Il punto è trovare quelle lesioni aterosclerotiche che le normali angiografie non riescono a individuare. Queste lesioni sono in genere ricche di cellule adipose, quindi pericolosamente tendenti alla frammentazione e alla creazione di nuovi coaguli in grado di ostruire di nuovo i vasi e provocare una seconda ischemia.
Il metodo sperimentato dai ricercatori si basa sull'azione combinata di due tecniche già note: la Nirs (Near-Infrared Spectroscopy) che sfrutta gli infrarossi, e la Ivus, basata sull'analisi degli ultrasuoni.
La normale angiografia mostra solo ciò che avviene nella parte più interna dei vasi sanguigni, mentre l'associazione fra le due tecniche consente di valutare l'intera struttura arteriosa. Le lesioni ricche di cellule adipose acquisiscono una colorazione giallastra che le rende distinguibili.

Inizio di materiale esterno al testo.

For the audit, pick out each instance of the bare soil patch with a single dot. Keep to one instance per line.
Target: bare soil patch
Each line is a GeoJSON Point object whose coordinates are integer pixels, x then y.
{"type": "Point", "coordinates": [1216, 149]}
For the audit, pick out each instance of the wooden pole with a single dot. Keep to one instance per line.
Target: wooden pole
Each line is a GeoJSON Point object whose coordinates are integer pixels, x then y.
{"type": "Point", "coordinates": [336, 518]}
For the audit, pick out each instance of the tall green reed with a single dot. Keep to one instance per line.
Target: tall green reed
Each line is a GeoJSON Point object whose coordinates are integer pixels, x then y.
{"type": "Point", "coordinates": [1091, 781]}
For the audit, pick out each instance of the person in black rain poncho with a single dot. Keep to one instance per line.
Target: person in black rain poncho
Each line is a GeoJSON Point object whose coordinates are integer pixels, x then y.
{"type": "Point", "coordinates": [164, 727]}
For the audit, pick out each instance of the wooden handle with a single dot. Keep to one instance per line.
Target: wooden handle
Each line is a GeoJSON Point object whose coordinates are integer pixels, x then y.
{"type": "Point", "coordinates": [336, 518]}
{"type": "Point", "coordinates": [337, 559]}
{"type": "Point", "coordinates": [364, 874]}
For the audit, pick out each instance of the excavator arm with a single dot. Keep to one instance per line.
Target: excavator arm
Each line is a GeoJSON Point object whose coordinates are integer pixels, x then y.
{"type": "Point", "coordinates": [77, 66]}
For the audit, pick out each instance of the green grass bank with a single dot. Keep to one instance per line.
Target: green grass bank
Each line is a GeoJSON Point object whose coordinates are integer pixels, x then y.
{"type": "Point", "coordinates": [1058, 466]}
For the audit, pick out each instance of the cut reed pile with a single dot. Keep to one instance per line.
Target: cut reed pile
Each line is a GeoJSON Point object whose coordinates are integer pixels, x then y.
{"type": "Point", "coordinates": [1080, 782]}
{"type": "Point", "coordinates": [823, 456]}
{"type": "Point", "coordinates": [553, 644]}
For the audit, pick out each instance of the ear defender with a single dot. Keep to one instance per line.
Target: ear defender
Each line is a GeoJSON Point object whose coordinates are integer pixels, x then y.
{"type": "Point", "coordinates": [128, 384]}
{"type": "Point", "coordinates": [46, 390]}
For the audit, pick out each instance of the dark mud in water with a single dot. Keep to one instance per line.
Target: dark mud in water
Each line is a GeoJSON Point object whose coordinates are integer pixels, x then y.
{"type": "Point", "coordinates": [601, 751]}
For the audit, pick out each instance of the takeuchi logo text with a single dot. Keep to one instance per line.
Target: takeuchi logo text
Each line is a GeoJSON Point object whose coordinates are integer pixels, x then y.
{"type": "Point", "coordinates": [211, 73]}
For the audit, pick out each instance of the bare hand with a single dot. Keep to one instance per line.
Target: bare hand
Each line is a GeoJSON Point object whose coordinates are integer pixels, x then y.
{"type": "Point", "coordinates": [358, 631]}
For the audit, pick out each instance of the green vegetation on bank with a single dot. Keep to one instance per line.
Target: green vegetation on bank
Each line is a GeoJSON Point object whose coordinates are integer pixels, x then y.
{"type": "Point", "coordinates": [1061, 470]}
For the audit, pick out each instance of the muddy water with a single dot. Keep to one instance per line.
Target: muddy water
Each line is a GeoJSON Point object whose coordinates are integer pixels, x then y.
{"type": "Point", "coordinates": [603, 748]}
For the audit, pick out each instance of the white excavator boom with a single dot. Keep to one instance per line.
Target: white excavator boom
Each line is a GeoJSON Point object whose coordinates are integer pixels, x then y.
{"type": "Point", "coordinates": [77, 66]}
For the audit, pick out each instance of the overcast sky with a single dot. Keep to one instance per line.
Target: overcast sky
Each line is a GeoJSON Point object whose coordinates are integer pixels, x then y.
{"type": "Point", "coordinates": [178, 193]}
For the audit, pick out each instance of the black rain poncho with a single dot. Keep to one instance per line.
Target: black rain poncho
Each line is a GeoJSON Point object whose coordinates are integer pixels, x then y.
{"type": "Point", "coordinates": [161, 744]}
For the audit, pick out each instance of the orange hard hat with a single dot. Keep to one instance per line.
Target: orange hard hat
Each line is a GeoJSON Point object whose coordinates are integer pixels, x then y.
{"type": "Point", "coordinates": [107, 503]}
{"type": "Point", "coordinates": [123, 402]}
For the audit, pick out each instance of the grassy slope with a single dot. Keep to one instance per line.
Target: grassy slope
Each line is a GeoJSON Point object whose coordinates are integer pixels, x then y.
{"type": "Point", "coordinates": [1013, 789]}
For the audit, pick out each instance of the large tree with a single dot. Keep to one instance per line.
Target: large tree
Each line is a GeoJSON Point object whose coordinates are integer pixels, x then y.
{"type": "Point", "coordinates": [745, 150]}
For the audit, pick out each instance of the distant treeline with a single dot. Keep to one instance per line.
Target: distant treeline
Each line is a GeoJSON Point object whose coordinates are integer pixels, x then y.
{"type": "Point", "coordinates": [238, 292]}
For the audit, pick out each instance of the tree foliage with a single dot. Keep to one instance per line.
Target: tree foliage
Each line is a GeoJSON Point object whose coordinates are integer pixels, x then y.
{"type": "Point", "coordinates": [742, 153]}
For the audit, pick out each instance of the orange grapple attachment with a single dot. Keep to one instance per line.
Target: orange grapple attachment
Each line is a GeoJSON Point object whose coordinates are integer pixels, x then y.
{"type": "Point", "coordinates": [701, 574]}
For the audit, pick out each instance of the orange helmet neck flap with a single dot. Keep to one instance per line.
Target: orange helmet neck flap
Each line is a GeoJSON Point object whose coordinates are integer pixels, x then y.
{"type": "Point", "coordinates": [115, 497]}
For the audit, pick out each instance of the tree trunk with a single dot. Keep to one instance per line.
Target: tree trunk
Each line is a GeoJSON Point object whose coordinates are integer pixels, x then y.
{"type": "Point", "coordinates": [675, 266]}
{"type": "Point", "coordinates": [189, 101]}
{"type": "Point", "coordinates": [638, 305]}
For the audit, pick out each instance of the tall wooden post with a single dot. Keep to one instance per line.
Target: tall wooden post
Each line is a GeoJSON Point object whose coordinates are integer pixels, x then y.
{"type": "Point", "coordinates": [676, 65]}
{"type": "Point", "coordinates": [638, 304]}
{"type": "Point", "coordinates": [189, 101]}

Lo studio ha analizzato quasi 900 persone che avevano subito un infarto e sono state trattate con l'angioplastica tradizionale seguita da posizionamento dello stent. I soggetti sono stati seguiti nel tempo, e nei quattro anni successivi al primo infarto il 14,4% di loro ha accusato nuove difficoltà respiratorie. In 8 pazienti su 100 la causa delle ischemie era legata a una placca non individuata e quindi non trattata. Stando alle stime, per ogni persona ci sarebbero almeno 4 placche non trattate.
L'utilizzo del test combinato luce infrarossa/ultrasuoni può aiutare a individuare meglio le placche ricche di grassi che ancora sfuggono alle analisi tradizionali.